# Chroma DB Cloud integration

https://docs.trychroma.com/docs/overview/getting-started

In [3]:
%pip install -qU chromadb python-dotenv langchain-chroma

Note: you may need to restart the kernel to use updated packages.


In [4]:
from dotenv import load_dotenv
load_dotenv()

True

### Functions

In [5]:
# Instanciate chroma client

import os
import chromadb
from chromadb.api import ClientAPI

def get_chroma_client() -> ClientAPI:
  chroma_client = chromadb.CloudClient(
    api_key=os.getenv("CHROMA_API_KEY"),
    tenant=os.getenv("CHROMA_TENANT"),
    database=os.getenv("CHROMA_DATABASE")
  )

  return chroma_client

In [6]:
# Instanciate langchain vector store

from langchain_openai import OpenAIEmbeddings
from langchain_chroma import Chroma

def get_chroma_collection(collection_name: str):
  collection = Chroma(
      client=get_chroma_client(),
      embedding_function=OpenAIEmbeddings(model="text-embedding-3-small"),
      collection_name=collection_name,
  )

  return collection

In [7]:
get_chroma_collection("test_collection")

<langchain_chroma.vectorstores.Chroma at 0x111a72960>

In [9]:
%pip install -q uuid

Note: you may need to restart the kernel to use updated packages.


In [10]:
# Add documents

from uuid import uuid4
from langchain_core.documents import Document

document_1 = Document(page_content="Ceci est un document de test. Je suis en train de tester l'embedding.", metadata={"tag": "test"})
document_2 = Document(page_content="Ceci est un document de production. Je suis en train de tester l'embedding pour la production.", metadata={"tag": "prod"})
document_3 = Document(page_content="Ma nourriture préférée est la pizza.", metadata={"tag": "nourriture"})
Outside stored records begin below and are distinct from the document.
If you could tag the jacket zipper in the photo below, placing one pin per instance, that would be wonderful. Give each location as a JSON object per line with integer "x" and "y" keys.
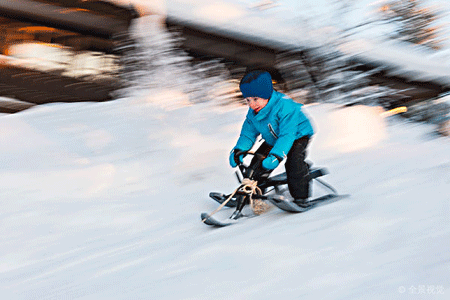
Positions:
{"x": 272, "y": 131}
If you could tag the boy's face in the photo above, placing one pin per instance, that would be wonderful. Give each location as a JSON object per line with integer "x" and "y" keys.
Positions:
{"x": 256, "y": 103}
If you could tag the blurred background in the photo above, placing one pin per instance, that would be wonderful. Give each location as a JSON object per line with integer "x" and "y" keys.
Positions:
{"x": 390, "y": 53}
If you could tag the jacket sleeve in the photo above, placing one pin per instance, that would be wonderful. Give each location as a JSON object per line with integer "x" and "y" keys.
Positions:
{"x": 247, "y": 137}
{"x": 288, "y": 123}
documents = [document_1, document_2, document_3]

uuids = [str(uuid4()) for _ in range(len(documents))]

collection = get_chroma_collection("test_collection")
collection.add_documents(documents=documents, ids=uuids)

['8b609594-c5c4-455e-bb66-dc4c3022e36a',
 '5079f18a-56b0-41da-bd14-c2f7cf333751',
 '68631453-bd3f-4062-9950-c1ccba0d8bba']

In [15]:
document_4 = Document(page_content="J'adore également les sushis.", metadata={"tag": "mourritures"})

collection.add_documents(documents=[document_4], ids=[str(uuid4())])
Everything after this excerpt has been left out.